Use of highly compressible Ceolus™ microcrystalline cellulose for improved dosage form properties containing a hydrophilic solid dispersion.

The development of amorphous solid dispersions containing poorly soluble drug substances has been well-documented; however, little attention has been given to the development of the finished dosage form. The objective of this study was to investigate the use of Ceolus(™) microcrystalline cellulose, a highly compressible excipient, for the production of rapidly disintegrating tablets containing a hydrophilic solid dispersion of a poorly soluble drug, indomethacin. Solid dispersions of indomethacin and Kollidon(®) VA64 were prepared by hot melt extrusion and characterized for amorphous nature. Milled dispersion particles at 500 mg/g drug loading were shown to be amorphous by differential scanning calorimetry and provided rapid dissolution in sink conditions. Physical characterization of the milled extrudate showed that the particle size of the intermediate was comparable with Ceolus(™) PH-102 and larger than the high compressibility grades of microcrystalline cellulose selected for the trial (Ceolus(™) KG-802, Ceolus(™) UF-711). Preliminary tableting trials showed that dissolution performance was significantly reduced for formulations at dispersion loadings in excess of 50%. Using a mixture design of experiments (DOE), the levels of PH-102, KG-802, UF-711, and PH-301 were optimized. Trials revealed a synergistic relationship between conventional grades (PH-102 and PH-301) and highly compressible grades (KG-802 and UF-711) leading to improved compression characteristics and more rapid dissolution rates.
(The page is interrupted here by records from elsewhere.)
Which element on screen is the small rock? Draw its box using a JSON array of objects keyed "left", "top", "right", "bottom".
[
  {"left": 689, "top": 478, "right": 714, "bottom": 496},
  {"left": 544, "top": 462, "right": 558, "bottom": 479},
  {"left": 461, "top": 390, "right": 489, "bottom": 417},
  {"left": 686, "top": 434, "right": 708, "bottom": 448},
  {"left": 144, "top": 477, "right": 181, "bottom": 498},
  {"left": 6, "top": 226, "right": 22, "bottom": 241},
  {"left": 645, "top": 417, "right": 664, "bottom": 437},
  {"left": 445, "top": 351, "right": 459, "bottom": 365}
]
The formulation and resulting compressibility were also shown to have an impact on in vitro supersaturation indicating tablet formulation could impact oral bioavailability. Through the use of highly compressible microcrystalline cellulose grades such as Ceolus(™) KG-802 and UF-711, it may be possible to maximize the bioavailability benefit of amorphous solid dispersions administered as tablet dosage forms.